Wednesday, June 23, 2010

Interlude: A moment of current crazy

What the ever living hell was I thinking, getting out of therapy?

I mean, before I moved out here I should have had Sarah find me a new shrink and just jumped from one doc to the next. Because me without therapy is turning out to be far more difficult then I could have possibly anticipated.

Don't get me wrong, I'm heartily impressed by the fact I haven't gone off the deep end since my therapy was terminated, but I've been on the edge more times then I care to recount.

Here's the thing: Therapy isn't just about getting you better, it's about keeping you better. It's all about keeping your skills sharp. So even if I was only going once a month, it has a safe feeling about it.

I've made good use of my close friends and my mom though. Calling all the time, ranting, raving, demanding to know if I'm behaving at all like a rational human being or not.

Words are insufficient...

I pass my days in solitude so very often, I go hours without uttering a word. And all that time where I'm on my own, where I am left to my own devices...It's the breeding ground for panic and despair. It's where anxiety grows and blossoms.

My mind is allowed to run wild, and come up with everything and anything it wants to.

Days have been spent pouring over my every minute failing, every mistake and wrong choice. Picking apart my entire life, personality, and psyche only to reach the same damn conclusion (which I'm told it utterly incorrect) of how horrible a human being I am.

Now, this isn't logical. I'm 100% aware of that. (I have this bizarre mix of using logic when it supports my absurd and wild self accusations, and coming up with things that are totally out of the realm of rationality when logic fails that...quirk.)

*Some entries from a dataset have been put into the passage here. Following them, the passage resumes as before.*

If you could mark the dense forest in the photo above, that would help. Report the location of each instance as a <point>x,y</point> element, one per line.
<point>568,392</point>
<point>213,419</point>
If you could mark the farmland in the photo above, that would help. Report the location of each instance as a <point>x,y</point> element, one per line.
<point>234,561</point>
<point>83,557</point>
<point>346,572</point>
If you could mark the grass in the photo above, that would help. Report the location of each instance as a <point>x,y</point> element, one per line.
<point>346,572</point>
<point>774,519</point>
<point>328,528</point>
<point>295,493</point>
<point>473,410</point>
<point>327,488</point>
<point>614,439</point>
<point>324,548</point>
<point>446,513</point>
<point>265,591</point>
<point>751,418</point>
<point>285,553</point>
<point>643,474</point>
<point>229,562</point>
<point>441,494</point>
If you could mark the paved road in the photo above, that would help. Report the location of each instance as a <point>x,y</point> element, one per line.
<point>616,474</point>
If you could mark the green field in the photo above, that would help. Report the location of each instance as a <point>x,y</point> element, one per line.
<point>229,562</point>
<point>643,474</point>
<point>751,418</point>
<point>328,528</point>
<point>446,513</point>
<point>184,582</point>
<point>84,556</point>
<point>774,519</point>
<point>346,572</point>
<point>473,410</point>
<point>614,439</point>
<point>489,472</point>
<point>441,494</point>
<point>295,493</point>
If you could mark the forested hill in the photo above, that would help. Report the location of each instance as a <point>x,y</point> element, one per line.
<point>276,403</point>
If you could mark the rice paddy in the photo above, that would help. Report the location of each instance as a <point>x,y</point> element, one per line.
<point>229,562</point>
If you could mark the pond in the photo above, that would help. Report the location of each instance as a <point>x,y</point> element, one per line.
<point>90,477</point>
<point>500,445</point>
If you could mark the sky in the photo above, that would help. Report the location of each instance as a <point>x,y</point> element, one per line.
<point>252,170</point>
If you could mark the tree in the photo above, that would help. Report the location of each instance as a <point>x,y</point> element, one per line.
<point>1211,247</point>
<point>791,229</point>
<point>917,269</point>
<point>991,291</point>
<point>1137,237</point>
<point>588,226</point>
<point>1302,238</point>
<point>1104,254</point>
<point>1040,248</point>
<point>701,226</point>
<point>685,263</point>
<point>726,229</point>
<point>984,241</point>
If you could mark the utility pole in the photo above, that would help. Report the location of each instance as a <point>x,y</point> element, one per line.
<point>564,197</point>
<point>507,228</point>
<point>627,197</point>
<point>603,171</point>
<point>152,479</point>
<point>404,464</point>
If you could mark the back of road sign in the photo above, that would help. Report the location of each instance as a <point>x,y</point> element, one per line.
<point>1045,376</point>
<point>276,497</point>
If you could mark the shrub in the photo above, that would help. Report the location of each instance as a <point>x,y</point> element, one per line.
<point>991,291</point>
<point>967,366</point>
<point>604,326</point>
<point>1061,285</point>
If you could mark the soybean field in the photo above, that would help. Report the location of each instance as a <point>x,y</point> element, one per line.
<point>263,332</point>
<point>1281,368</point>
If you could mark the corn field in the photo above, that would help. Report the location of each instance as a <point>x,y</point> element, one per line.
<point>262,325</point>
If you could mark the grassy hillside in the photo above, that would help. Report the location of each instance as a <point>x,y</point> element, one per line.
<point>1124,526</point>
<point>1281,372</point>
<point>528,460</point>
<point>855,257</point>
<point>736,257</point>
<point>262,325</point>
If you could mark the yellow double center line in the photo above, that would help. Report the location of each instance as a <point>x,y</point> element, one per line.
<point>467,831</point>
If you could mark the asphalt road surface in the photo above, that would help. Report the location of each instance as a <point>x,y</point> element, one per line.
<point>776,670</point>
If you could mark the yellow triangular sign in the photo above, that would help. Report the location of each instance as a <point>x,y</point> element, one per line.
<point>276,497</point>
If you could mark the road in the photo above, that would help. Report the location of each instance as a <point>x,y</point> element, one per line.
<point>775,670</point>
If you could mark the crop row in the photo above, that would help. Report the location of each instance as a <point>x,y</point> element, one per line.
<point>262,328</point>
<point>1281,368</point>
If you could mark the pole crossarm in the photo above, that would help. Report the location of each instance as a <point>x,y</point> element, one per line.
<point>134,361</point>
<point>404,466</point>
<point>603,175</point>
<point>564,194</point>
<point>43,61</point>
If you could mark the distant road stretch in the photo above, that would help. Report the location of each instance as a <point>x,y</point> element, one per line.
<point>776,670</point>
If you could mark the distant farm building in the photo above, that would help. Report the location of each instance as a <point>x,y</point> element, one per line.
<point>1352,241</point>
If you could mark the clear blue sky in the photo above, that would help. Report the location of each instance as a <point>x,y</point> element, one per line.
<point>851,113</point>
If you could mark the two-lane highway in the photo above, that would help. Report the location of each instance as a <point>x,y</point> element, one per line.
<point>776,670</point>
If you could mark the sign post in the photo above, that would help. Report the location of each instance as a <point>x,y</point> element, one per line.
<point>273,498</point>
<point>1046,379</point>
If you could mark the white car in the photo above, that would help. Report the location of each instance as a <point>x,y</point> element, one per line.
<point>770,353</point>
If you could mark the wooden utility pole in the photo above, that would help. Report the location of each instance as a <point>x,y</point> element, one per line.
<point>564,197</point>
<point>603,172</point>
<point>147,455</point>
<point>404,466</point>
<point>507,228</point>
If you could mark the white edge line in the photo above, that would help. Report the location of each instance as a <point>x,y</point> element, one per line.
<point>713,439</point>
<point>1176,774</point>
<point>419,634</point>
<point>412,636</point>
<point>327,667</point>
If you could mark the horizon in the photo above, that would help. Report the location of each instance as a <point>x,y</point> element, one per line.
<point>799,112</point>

But then again neither is blaming someone for leaving when they have no intention of doing so...well, until I throw my crazy at them so hard they don't have much of a choice. In their shoes, if my boyfriend/girlfriend/friend/whomever-it-is-I'm-referring-to started pelting me with hail sized crazy, I'd probably need some distance too.

Look, I guess the point I'm trying to make here is that I'm so ready for someone to be there to smack me when I get out of line again. Hell, my mom's 2,000 miles away so she can only do so much to kick my ass into line. Sometimes what I need is a good old fashioned smack upside the back of the head to remind me to pull my head out of crazy-land and return to harbor in good ol' real-world.

I'm sure some people are highly offended about how I talk about Borderline Personality Disorder, and some people may take this as permission to joke and tease and play around with it.

Let me be crystal clear here: This is my life. This is my every moment of existence. Humor is how I survive when my own mind is trying to kill me. I have every right to address MY life, MY understanding, MY case of BPD with disdainful amusement and detached affection because I learned that if I don't embrace my own insanity, I'm doomed. I don't mind when my boyfriend addresses it the same way because, now, it's his life too. We share this morbid humor together because otherwise this would destroy us. We're foxhole buddies, so to speak.

But unless you have permission from someone, unless it is your own life, unless you have suffered through the deepest, darkest pits of hell along side that person, don't you ever dare make light of it. It is far from funny. Common decency demands that you make no jokes about homicide, war, genocide or any other form of destruction, so extend that decency to us. We are ravaged in the unseen corners of our minds by demons and monsters, violence and terror beyond imagination. Would you mock a prisoner of war, make light of torture, tease a survivor? If you would, then you don't deserve to call yourself human and I pity your pathetic existence. If this seems harsh, understand that I have been mocked, told I am weak, teased, and had 'light hearted, affectionate jokes' made by people who've never held me while I wept, stood by my side while I contemplated suicide, and stubbornly refused to leave my side while I suffered.

So, please, respect the realm of mental health issues, and please understand that this is how I make it through each day. And refrain of 'making light' of someone's brokenness, unless you've been given permission, or unless you're that steadfast companion.